I enjoy Mr. Bennett's subtle observation and the amusement he finds with his family and the visitors to Hertfordshire. He quietly recognizes the ridiculousness in most of them, which brings him a chuckle, and does not find serious people to be all too useful. He has a few witty lines for his wife and daughters, and after his youngest, Lydia, finds herself in some romantic trouble, tells his other daughters that they are now under a stricter watch. "And you are never to stir out of doors, till you can prove, that you have spent ten minutes of every day in a rational manner."

Elizabeth, much like her father and admittedly his favorite, shares his propensity for witty, thoughtful remarks. While dancing solemnly with Mr. Darcy she says, "We are each of an unsocial, taciturn disposition, unwilling to speak, unless we expect to say something that will amaze the whole room, and be handed down to posterity with all the eclat of a proverb."

Pride and Prejudice finds its structure in the socialization pattern outlined above, and its substance in the relationship that blossoms between Elizabeth and Mr. Darcy; he being a very rich, very eligible, and seemingly very disagreeable and prideful man. I don't understand Elizabeth's change of heart from hating Mr. Darcy to loving him. Their actions towards one another change from hateful resentment and prejudice to affectionate desire, but why? The change occurs over time, as Elizabeth gets to know Darcy's character more realistically, but I don't know how she ever gave him the chance in the first place.

Secondary to the major plot line is the dynamic duo of pompous Mr. Collins and his benefactress: the spectacle that is Lady Catherine de Bourgh. I could watch their condescending, haughty banter for many more chapters than we are given. These two co-exist nicely and share a common desire to be heard, respected and talk over anyone else who has an opinion. Very much the opposite are the characters of Mr. Bennett and his daughter Elizabeth, and I can only imagine the chuckle Mr. Bennett would have upon receiving the glory of Lady Catherine's presence should she come to visit, which he seemed always to avoid.

Being an old European story, I can't help comparing Austen's work to another old story or two. Though written later in the same century, which is quite enough time to separate any two things, the works of Leo Tolstoy allow for an interesting comparison between an English female author and a male Russian. Though Tolstoy was born about a decade after Austen died, I want to think some comparisons can be made between these giants of 19th Century literature, as War and Peace is to have taken place about the same time.

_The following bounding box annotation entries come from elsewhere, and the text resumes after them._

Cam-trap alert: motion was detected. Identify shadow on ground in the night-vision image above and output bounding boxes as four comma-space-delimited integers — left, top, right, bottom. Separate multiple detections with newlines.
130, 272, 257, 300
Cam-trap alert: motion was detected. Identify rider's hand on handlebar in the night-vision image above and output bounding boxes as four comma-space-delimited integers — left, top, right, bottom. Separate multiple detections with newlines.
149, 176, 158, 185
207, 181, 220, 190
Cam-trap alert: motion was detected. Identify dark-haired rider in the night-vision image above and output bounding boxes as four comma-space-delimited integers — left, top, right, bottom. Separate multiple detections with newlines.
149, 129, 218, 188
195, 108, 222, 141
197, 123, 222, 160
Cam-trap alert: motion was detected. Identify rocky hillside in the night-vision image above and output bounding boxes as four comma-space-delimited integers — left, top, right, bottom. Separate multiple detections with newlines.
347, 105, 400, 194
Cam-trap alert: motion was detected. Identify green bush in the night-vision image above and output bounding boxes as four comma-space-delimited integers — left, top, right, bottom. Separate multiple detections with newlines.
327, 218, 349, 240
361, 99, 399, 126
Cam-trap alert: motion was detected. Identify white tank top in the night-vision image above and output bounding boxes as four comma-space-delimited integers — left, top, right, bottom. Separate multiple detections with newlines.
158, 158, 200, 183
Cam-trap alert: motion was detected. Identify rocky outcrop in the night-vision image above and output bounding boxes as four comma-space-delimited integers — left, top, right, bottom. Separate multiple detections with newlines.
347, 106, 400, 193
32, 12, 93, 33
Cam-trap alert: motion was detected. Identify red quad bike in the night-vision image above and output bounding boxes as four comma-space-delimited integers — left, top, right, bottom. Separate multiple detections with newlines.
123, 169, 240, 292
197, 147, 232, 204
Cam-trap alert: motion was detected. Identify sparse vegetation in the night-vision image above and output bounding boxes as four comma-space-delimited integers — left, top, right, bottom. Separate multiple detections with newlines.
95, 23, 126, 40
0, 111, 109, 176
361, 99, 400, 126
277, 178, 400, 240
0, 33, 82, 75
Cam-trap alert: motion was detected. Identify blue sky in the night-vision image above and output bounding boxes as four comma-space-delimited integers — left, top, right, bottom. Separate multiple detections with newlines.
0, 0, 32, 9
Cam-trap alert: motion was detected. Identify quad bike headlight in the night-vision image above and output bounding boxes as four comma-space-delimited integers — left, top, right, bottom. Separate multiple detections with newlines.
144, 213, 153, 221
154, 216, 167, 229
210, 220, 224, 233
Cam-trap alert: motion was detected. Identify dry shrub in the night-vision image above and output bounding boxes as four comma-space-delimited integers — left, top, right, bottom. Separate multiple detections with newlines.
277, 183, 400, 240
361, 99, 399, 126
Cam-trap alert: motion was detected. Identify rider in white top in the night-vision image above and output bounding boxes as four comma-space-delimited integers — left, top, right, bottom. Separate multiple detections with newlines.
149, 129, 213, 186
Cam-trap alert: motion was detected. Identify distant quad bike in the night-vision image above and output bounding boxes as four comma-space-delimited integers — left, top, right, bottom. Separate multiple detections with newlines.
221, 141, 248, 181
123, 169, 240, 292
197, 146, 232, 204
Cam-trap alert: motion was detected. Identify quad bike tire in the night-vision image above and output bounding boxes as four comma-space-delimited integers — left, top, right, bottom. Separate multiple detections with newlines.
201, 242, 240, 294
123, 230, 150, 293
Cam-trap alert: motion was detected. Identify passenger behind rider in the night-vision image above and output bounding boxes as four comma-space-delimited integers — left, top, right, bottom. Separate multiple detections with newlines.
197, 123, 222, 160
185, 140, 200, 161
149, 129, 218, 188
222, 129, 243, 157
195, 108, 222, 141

This being the only work of Austen I have read thus far, but being passingly familiar with her other works, I notice Pride and Prejudice lacks a the certain male-vision of the world evident in War and Peace and Anna Karenina. The setting is entirely domestic and from the female perspective (which is to be expected from a female author of this time). Soldiers are seen only at balls and parties, gardens and large tracts of green land are kept up by an army of unseen laborers, and gentlemen in general appear out of nowhere in carriages, drive up the front lane to call for supper, and disappear as quickly as they came to places unnamed and with business unknown. What do men do all day when they are not with the ladies?

While Austen's world is interesting in itself, and allows for a great deal of character and behavioral development within a very tight circle of habits oblivious to the outside world, Tolstoy presents a much more detailed and broader view of life and of course takes four or five times more pages to accomplish it. Politics, important cultural issues of the day, and a proper description of war are all missing from Austen's idyllic tale, but it is all appropriate as told from the point of view of the beautiful Elizabeth Bennett, and so we can turn to Tolstoy for the other side of things and enjoy Austen for what it is - just one important piece to the full understanding of 19th Century Britain.